A History of the Preemption of Public Lands
Author: Roy Marvin Robbins
Publisher:
Published: 1928
Total Pages: 426
ISBN-13:
DOWNLOAD EBOOKRead and Download eBook Full
Author: Roy Marvin Robbins
Publisher:
Published: 1928
Total Pages: 426
ISBN-13:
DOWNLOAD EBOOKAuthor: James T. O'Reilly
Publisher: American Bar Association
Published: 2006
Total Pages: 252
ISBN-13: 9781590317440
DOWNLOAD EBOOKPreemption is a doctrine of American constitutional law, under which states and local governments are deprived of their power to act in a given area, whether or not the state or local law, rule or action is in direct conflict with federal law. This book covers not only the basics of preemption but also focuses on such topics as federal mechanisms for agency preemption, implied forms of preemption, and defensive use of federal preemption in civil litigation.
Author: George Cameron Coggins
Publisher:
Published: 2002
Total Pages: 1272
ISBN-13:
DOWNLOAD EBOOKThis casebook is an authoritative introduction to the study of public land and resources law. Case studies, case notes, and examples illustrate points under consideration. Thought-provoking questions generate classroom discussion and hone students' legal reasoning. Representative topics include authority on public lands, wildlife resource, preservation, resource, and history of public land law.
Author: C. Albert White
Publisher:
Published: 1983
Total Pages: 794
ISBN-13:
DOWNLOAD EBOOKAuthor: William W. Buzbee
Publisher: Cambridge University Press
Published: 2008-12-15
Total Pages: 337
ISBN-13: 1139474812
DOWNLOAD EBOOKThis book examines the theory, law, and reality of preemption choice. The Constitution's federalist structures protect states' sovereignty but also create a powerful federal government that can preempt and thereby displace the authority of state and local governments and courts to respond to a social challenge. Despite this preemptive power, Congress and agencies have seldom preempted state power. Instead, they typically have embraced concurrent, overlapping power. Recent legislative, agency, and court actions, however, reveal an aggressive use of federal preemption, sometimes even preempting more protective state law. Preemption choice fundamentally involves issues of institutional choice and regulatory design: should federal actors displace or work in conjunction with other legal institutions? This book moves logically through each preemption choice step, ranging from underlying theory to constitutional history, to preemption doctrine, to assessment of when preemptive regimes make sense and when state regulation and common law should retain latitude for dynamism and innovation.

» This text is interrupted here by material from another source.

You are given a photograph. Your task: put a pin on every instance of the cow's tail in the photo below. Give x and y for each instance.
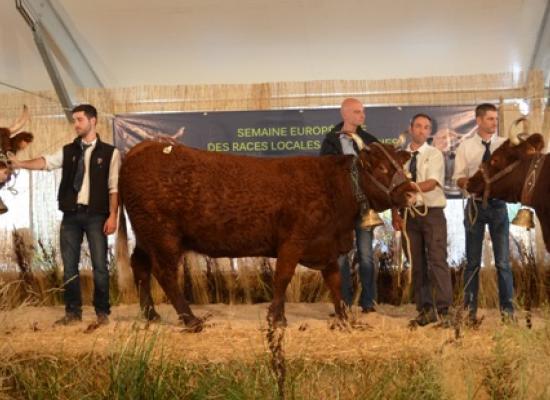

Author: Paul Wallace Gates
Publisher:
Published: 1968
Total Pages: 852
ISBN-13:
DOWNLOAD EBOOKAuthor: Joseph R. Marbach
Publisher: Greenwood
Published: 2006
Total Pages: 0
ISBN-13: 9780313329470
DOWNLOAD EBOOKDefines the most important concepts and describes the models, institutions, court cases, policies, epochs, and personalities that shaped, or have been shaped by, American federalism.
Author: Peter W. Culp
Publisher:
Published: 2015
Total Pages: 0
ISBN-13: 9781558443235
DOWNLOAD EBOOKThis comprehensive report offers state trust land managers the latest strategies and tools for asset management, residential and commercial development, conservation use, and collaborative planning. Land managers will learn how to fulfill their trust responsibilities while producing larger revenues for trust beneficiaries, accommodating public interests, and more. This is a revised edition of a report originally published in 2006.
Author: Texas
Publisher:
Published: 1978
Total Pages: 588
ISBN-13:
DOWNLOAD EBOOKAuthor: Claire Priest
Publisher: Princeton University Press
Published: 2022-12-20
Total Pages: 248
ISBN-13: 0691241724
DOWNLOAD EBOOKHow American colonists laid the foundations of American capitalism with an economy built on credit Even before the United States became a country, laws prioritizing access to credit set colonial America apart from the rest of the world. Credit Nation examines how the drive to expand credit shaped property laws and legal institutions in the colonial and founding eras of the republic. In this major new history of early America, Claire Priest describes how the British Parliament departed from the customary ways that English law protected land and inheritance, enacting laws for the colonies that privileged creditors by defining land and slaves as commodities available to satisfy debts. Colonial governments, in turn, created local legal institutions that enabled people to further leverage their assets to obtain credit. Priest shows how loans backed with slaves as property fueled slavery from the colonial era through the Civil War, and that increased access to credit was key to the explosive growth of capitalism in nineteenth-century America. Credit Nation presents a new vision of American economic history, one where credit markets and liquidity were prioritized from the outset, where property rights and slaves became commodities for creditors' claims, and where legal institutions played a critical role in the Stamp Act crisis and other political episodes of the founding period.